Дождавшись ее в отеле, разумеется, в обществе Шарлотты (которая еще прибавила в весе и уже не пролезает в дверной проем), Лиззи лежит на спине и, задрав ноги, задыхается от смеха.

— Наша Ханна опять выиграла! Деньги словно падают ей в руки с неба!

— Не вижу ничего смешного, — цедит Ханна с изрядной долей язвительности. — У меня действительно вид как раз такой, чтобы проворачивать дела!

Кстати, о делах. Ее деньги, помещенные в Лондоне и частью в Германии, в Кёльнском банке, где Марьян Каден работает как вол, приносят ей девять с половиной процентов. Само по себе это немного, но достаточно для того, чтобы иметь деньги в свободном наличии. 25 тысяч фунтов Пайка, которому она регулярно выплачивает его полпроцента, тоже приносят около 6 тысяч фунтов в год, причем начальный капитал остается нетронутым.
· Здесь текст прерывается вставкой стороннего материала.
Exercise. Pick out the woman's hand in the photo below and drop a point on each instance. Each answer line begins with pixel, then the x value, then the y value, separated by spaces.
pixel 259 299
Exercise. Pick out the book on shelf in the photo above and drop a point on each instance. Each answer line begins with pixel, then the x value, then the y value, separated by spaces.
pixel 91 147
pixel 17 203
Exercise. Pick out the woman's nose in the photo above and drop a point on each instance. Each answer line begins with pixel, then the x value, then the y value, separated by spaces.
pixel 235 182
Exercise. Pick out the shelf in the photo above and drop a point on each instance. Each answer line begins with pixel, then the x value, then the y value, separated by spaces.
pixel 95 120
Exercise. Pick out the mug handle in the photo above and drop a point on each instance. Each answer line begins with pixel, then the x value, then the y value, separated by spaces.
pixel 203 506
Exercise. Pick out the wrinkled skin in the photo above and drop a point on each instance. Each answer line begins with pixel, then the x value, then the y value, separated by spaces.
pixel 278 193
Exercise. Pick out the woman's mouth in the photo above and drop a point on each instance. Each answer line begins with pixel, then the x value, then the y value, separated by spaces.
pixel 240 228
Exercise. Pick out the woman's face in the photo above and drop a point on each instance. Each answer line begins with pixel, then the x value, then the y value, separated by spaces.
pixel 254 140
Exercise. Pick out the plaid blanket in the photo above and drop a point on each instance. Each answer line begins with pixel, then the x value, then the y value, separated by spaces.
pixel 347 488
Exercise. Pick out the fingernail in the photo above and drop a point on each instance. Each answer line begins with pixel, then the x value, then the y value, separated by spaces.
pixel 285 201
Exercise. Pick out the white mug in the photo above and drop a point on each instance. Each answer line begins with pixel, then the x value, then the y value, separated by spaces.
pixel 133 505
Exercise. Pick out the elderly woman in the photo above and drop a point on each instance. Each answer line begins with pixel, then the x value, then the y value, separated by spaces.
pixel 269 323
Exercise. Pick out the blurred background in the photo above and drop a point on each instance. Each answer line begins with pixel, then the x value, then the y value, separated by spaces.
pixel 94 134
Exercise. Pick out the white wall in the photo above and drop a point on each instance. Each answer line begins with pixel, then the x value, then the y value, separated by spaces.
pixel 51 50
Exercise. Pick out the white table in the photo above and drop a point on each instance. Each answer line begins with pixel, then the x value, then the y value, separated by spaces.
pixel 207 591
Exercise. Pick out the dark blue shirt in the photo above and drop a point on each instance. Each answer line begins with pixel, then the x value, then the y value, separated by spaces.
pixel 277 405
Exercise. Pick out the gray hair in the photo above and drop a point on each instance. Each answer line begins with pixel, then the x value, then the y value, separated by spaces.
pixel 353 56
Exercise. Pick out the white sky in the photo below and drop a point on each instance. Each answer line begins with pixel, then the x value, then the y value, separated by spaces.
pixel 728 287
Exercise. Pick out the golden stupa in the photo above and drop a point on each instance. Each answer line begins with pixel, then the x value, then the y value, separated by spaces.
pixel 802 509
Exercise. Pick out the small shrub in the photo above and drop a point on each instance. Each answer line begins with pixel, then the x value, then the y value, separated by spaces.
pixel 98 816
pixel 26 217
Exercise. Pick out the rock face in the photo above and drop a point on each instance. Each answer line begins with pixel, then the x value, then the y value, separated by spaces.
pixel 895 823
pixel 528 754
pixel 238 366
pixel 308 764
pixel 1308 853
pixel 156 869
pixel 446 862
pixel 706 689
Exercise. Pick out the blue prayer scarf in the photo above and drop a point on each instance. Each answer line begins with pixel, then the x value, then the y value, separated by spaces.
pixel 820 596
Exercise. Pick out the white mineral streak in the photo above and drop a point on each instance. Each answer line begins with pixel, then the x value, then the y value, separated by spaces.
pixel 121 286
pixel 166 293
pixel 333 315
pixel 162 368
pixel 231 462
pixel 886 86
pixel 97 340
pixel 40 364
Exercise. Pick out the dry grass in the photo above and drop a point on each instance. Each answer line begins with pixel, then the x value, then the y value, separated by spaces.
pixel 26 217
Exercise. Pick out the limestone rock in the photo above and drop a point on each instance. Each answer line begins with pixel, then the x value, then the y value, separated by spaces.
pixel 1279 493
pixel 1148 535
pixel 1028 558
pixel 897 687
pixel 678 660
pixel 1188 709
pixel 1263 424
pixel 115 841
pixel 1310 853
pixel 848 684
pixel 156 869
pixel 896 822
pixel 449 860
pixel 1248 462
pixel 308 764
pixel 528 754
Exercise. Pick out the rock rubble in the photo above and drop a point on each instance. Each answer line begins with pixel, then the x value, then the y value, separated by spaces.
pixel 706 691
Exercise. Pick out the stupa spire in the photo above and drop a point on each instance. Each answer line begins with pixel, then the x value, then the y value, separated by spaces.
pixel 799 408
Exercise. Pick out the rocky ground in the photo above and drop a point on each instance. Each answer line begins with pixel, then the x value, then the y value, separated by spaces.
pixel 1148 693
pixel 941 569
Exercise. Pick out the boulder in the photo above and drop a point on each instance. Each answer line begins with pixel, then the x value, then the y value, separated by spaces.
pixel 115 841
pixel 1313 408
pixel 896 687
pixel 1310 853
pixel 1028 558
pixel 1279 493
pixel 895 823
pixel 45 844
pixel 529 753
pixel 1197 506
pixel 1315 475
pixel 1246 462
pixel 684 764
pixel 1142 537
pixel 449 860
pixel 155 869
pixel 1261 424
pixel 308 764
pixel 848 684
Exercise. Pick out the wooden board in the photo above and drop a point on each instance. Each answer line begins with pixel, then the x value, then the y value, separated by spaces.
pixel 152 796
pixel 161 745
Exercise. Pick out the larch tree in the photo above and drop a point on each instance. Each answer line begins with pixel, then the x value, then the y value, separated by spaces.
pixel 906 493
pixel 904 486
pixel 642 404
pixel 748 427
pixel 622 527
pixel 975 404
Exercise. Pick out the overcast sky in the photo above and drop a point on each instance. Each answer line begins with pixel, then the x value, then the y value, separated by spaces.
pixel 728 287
И более того, этот капитал растет. Вначале — потому, что она не тратила все 6 тысяч фунтов, затем, в июне 96-го года, к нему добавятся 11 тысяч 900 с хвостиком, полученные из Австралии.

— Как и было предусмотрено, — докладывает Полли, — Фурнак вложил в дело выручку от первой прибыли, и через полгода вы получите еще столько же. На данный момент вложения закончились. В будущем году ожидается 30 тысяч.